Arnold gave an impatient, warning sound. “Not by any Christian.”
“The church I knew as a boy,” Duncan continued, “kept one foot in the old ways.”
“At last we get to the truth of it,” Arnold said in a smug voice. “I have explained why it had to be Evering who began the ritual. You have given us proof of the origin of the one who interrupted him. You shall record it so, McCallum. The killer committed his heinous deed, then rearranged the objects in a way that would have meaning only to an illiterate whose priests were little more than Druids.”
Duncan fought down the bile that rose with Arnold’s words. But he had to concede one germ of truth in what Arnold said, that the ritual seemed to have been prepared by two very different people, from two different worlds. “If it was not Evering who completed the ritual,” he pressed, watching Woolford carefully, “then perhaps that part not made by the professor was meant to be read by a mortal.”
“Meaning what?” asked the lieutenant.
“Meaning perhaps you will accept that it was a message for someone on board.”
Woolford buried his head in his hands. When he looked up, his jaw was set in grim determination, as if he were about to do battle. “Half,” he said. “Half the men.”
Duncan did not miss the way Arnold’s knuckles whitened. “I’m sorry?”
“You asked me how many had been in the New World before.”
“Half would seem more than coincidence. It would take some effort to find so many who had both fallen out with the law and been in America.”
“A credential much to be desired,” Arnold interjected. “We had several weeks to fill the Company ranks, time to be selective.
Experience in the colonies told us they were strong, that they would require little time to adjust to the rigors of their new life.”
Duncan had never known a man of the cloth who was an outright liar, but indeed had known many who chose to focus on pieces of the truth rather than the whole of it, when it served to make the point of their homilies. “The objects used that night,” he said. “I would like to see them.

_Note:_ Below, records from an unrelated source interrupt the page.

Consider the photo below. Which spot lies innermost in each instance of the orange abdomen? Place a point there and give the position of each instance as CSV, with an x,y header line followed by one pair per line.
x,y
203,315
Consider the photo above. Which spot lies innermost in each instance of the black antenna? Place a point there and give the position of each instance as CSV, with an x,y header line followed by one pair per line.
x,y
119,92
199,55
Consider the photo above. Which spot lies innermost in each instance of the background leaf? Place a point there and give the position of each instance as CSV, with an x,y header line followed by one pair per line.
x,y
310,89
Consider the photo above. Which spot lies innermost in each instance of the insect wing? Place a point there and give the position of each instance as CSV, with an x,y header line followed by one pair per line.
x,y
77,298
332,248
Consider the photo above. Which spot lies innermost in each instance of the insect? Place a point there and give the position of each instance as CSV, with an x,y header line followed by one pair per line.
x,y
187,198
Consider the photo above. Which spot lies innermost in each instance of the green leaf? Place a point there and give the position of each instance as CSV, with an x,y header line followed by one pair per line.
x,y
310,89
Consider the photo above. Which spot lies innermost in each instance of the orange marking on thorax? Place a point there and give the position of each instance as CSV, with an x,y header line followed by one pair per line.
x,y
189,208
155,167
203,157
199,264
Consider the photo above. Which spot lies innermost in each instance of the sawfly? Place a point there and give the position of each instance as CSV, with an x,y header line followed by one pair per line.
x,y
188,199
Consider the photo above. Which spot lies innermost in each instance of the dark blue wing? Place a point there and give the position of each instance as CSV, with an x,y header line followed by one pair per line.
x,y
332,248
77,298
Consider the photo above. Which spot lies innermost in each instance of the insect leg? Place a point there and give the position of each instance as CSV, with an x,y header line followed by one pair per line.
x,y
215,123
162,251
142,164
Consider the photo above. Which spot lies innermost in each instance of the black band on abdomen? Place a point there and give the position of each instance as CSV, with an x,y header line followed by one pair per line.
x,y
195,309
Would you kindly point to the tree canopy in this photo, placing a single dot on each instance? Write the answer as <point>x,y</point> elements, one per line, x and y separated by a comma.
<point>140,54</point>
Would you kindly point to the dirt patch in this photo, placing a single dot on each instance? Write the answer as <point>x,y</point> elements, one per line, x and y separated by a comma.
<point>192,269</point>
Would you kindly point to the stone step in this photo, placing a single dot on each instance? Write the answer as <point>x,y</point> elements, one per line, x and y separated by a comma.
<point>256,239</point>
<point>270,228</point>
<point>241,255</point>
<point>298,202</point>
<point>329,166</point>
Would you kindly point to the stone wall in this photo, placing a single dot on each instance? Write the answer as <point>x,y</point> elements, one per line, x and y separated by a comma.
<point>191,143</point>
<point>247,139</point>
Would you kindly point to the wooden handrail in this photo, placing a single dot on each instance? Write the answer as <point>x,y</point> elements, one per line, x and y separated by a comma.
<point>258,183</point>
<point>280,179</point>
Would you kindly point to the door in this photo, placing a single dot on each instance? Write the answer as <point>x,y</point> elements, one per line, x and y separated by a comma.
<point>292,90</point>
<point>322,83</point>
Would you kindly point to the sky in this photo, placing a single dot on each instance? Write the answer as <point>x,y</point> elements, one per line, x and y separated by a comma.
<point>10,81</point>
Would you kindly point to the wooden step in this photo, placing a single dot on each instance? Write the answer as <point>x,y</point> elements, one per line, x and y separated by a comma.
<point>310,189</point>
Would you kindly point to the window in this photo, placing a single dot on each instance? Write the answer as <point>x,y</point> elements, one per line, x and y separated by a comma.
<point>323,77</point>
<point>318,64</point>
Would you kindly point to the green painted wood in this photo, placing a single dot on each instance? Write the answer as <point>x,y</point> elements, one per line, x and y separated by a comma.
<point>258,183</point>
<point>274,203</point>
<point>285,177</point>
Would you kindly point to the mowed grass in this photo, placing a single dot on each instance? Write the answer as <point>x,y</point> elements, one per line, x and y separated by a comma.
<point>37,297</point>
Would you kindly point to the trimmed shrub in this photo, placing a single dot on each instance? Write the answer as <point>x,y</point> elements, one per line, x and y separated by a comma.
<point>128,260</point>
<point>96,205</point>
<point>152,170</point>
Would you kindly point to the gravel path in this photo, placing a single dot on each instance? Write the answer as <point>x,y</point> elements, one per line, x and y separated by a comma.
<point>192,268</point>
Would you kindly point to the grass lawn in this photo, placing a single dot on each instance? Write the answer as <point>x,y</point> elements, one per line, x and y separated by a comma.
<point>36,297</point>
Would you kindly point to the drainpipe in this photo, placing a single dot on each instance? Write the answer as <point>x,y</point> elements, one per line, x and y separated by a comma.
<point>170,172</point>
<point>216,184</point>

Perhaps a closer examination would—”
Woolford raised a hand to cut Duncan off. “The crew was terrified of them. Mr. Lister and I wrapped everything in a canvas weighted with rocks from the ballast and tossed it over the stern.”

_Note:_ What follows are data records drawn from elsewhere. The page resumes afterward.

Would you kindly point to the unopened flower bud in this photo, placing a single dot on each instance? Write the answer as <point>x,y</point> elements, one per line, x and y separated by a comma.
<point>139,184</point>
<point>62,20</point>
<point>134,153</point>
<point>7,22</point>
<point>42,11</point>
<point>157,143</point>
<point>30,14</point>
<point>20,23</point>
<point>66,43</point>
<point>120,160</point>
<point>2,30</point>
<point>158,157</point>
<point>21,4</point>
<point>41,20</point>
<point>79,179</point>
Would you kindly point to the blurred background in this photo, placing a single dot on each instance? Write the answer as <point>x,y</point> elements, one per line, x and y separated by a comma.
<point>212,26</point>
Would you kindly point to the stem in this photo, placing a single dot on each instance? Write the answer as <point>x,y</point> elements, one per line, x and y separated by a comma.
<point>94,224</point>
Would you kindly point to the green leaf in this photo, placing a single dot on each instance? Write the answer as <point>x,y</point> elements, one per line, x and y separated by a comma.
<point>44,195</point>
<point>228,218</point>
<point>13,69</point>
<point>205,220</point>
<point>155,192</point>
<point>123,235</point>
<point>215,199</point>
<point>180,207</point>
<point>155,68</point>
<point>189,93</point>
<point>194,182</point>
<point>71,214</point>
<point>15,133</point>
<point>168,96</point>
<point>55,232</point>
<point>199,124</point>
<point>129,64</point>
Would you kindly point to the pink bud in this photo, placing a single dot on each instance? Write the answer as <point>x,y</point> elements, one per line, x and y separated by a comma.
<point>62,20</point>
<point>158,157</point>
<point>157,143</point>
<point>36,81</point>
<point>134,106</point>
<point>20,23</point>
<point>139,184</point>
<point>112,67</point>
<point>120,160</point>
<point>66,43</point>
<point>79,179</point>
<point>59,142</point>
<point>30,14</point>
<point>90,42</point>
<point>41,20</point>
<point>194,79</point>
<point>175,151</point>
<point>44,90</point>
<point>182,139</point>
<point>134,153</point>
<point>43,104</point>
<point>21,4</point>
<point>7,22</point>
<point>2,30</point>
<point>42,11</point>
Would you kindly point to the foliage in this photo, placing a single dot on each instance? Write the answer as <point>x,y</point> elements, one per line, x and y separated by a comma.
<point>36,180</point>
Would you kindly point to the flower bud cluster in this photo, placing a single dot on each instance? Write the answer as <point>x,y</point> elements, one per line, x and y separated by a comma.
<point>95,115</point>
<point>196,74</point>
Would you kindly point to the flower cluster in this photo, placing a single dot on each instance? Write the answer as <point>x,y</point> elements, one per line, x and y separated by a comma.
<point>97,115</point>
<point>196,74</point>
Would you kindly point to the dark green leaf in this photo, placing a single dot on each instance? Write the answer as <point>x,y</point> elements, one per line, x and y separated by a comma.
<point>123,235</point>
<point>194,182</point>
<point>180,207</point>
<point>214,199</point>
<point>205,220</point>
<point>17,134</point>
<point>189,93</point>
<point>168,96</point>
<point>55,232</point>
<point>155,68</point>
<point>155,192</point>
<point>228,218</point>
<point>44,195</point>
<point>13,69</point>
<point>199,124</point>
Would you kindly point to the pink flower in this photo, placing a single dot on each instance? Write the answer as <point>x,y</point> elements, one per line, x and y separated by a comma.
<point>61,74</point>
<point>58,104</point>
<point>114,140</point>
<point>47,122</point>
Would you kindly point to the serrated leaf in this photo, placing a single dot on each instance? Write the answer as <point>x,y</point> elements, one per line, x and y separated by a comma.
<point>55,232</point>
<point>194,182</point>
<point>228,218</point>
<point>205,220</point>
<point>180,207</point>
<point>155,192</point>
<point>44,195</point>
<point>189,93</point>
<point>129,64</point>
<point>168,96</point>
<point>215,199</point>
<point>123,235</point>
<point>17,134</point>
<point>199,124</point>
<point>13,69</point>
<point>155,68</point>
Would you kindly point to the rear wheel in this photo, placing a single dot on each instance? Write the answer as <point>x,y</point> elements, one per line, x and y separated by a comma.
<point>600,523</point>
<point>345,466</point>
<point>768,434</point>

Duncan stared at him in disbelief. “They would have told us more.” It was as if Woolford, too, was interested in only fragments of the truth.
Woolford stroked the long scar on his neck again. It seemed to have become a nervous habit, one Duncan had not noticed before the storm. “Your pipe,” he said abruptly, remembering now the clay pipe Woolford had often carried during the voyage. “You are no longer smoking. It affects your nerves.”

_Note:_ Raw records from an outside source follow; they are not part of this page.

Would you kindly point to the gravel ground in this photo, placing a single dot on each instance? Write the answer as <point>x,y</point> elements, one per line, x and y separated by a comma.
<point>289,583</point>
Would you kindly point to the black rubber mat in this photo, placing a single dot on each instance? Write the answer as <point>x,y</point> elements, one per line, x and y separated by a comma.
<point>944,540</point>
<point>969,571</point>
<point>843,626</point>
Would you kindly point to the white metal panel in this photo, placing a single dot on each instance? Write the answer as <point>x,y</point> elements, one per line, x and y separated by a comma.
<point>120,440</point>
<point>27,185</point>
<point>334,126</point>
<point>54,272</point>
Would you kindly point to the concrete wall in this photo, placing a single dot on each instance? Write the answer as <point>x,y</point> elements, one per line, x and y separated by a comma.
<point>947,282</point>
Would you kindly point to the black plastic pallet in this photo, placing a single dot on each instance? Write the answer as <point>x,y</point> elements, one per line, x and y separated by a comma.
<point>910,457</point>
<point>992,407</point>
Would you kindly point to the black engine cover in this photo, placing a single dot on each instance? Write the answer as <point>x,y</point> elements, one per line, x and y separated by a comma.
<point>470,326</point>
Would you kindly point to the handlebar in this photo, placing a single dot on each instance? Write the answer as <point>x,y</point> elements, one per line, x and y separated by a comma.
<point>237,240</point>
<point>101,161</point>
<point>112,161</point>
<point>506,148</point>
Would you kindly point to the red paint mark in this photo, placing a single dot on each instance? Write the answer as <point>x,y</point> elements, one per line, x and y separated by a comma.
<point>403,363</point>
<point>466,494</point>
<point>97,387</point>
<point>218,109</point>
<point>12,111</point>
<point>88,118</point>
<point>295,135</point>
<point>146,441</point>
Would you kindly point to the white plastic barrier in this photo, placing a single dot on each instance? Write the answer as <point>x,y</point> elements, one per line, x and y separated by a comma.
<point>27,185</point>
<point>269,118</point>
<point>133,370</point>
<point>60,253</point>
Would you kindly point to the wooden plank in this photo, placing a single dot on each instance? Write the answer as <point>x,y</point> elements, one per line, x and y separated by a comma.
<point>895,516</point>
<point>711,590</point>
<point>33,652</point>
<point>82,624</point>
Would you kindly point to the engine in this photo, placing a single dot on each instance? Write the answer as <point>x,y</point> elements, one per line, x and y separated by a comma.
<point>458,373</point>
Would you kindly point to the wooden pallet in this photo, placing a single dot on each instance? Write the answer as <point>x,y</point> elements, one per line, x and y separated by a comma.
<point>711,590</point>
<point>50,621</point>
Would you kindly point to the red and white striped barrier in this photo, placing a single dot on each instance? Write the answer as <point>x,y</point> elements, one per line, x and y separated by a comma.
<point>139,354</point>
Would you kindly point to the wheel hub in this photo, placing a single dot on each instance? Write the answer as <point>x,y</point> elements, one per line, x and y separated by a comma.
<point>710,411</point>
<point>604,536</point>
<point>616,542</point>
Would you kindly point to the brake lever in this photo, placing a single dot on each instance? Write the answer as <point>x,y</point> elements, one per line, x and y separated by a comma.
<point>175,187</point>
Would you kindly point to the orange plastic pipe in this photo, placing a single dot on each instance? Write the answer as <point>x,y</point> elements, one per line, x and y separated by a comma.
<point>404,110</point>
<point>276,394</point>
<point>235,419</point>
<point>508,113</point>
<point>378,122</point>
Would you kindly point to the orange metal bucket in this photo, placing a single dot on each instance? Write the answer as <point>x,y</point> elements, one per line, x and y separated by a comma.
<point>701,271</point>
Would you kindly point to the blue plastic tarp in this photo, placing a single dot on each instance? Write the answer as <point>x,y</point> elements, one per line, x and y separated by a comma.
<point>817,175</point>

Woolford grimaced. “Someone stole my tobacco,” he admitted.
“And burnt it in the compass room,” Duncan concluded. “I have never heard of such a ritual in the Old World,” he added after a moment.
“There are other people,” the officer observed in a hesitant voice, “people who burn the leaf to attract spirits.”
“What kind of people?” Duncan pressed. “Who prays to spirits with tobacco?”
Arnold’s glance of warning was quick but obvious. Woolford looked away from the vicar, into the shadows. He seemed to struggle to get the words out. “The people of the forest.” Woolford’s haunted expression as he spoke toward the darkness caused Duncan to twist about to study the shadows. It seemed Woolford’s meaning was grasped first by something in his gut, turning it cold, sending an icy tentacle up his spine until it touched his brain. The savages. Woolford was speaking of the dreaded aborigines of the American woodlands.